Let $(M,g)$ be a compact Riemannian manifold $h \in C^{\infty}(M).$ For simplicity, I will assume $M$ is an embedded submanifold of $\mathbb R^N$ with the induced metric. Consider the elliptic operator for the form, $$ L = \Delta + h, $$ where $\Delta$ is the Laplace-Beltrami operator on $M.$ Standard results tell us that there exists an orthonormal basis for $L^2(M)$ of eigenfunctions $(\phi_k)_{k=1}^{\infty} \in C^{\infty}(M)$ for $L$ with associated real eigenvalues $\lambda_k$ tending to infinity as $k \rightarrow \infty.$
Question If $f \in C^{0,\alpha}(M)$ for some $\alpha > 0,$ does the series, $$ \sum_{k=1}^{\infty} f_k \phi_k = \sum_{k=1}^{\infty} \left( \int_M f(x)\phi_k(x)\ dx\right) \phi_k $$ converge uniformly to $f$ on $M$? If $f$ is moreover differentiable, is the convergence absolute in $C^0(M)$?

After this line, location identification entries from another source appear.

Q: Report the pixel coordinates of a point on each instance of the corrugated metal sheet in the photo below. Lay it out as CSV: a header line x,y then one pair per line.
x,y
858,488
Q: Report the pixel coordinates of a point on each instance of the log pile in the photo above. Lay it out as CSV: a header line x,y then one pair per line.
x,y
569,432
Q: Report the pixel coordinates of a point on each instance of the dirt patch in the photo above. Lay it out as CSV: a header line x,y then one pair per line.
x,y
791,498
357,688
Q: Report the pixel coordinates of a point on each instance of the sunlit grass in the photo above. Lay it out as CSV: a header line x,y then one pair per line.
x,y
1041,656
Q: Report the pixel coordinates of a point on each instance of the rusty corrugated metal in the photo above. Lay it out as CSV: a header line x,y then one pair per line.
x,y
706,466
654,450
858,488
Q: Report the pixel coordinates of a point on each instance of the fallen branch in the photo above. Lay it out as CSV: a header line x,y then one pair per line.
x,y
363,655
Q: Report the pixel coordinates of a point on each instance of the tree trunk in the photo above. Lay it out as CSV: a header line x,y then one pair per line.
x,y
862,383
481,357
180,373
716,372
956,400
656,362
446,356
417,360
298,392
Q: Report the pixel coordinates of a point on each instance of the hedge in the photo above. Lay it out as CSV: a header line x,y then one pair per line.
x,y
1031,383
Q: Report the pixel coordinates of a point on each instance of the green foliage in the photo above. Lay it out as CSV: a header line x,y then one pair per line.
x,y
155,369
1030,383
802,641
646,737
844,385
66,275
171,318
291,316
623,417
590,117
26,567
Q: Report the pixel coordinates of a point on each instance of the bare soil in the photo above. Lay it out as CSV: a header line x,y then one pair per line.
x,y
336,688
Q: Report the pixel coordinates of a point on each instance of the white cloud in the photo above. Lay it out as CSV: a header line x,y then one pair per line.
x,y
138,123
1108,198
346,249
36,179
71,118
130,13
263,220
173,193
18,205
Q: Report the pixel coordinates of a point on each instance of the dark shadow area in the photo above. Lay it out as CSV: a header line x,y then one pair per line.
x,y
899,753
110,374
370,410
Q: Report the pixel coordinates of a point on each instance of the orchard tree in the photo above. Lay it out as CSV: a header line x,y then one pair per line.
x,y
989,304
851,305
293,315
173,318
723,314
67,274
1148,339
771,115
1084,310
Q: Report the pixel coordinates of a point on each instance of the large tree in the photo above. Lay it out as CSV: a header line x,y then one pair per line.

In the case $M$ is the unit circle and $h=0,$ this is a classical result about Fourier series. I'm wondering if this can be generalized.
Even if my general formulation doesn't hold, I would be interested in partial results (e.g. whether this holds when $h=0,$ higher regularity assumptions on $f$, further conditions on $M,$ etc).
Since this question has been unanswered for a long time, I will update it with a partial answer. One can show that if $f$ lies in an appropriate Besov space, then we obtain absolute uniform convergence. This is detailed in the following paper,
Peetre, J. Absolute convergence of eigenfunction expansions. Math. Ann. (1967) 169: 307. https://doi.org/10.1007/BF01362354
I unfortunately no longer have access to the paper to provide the precise details. The rough idea is that we can prove the eigenvalues grow sufficiently quickly, which provides an $L^{\infty}$ estimate in terms of some Sobolev norm. It turns out that this estimate is very weak however, so an interpolation argument gives an estimate in terms of a Besov norm.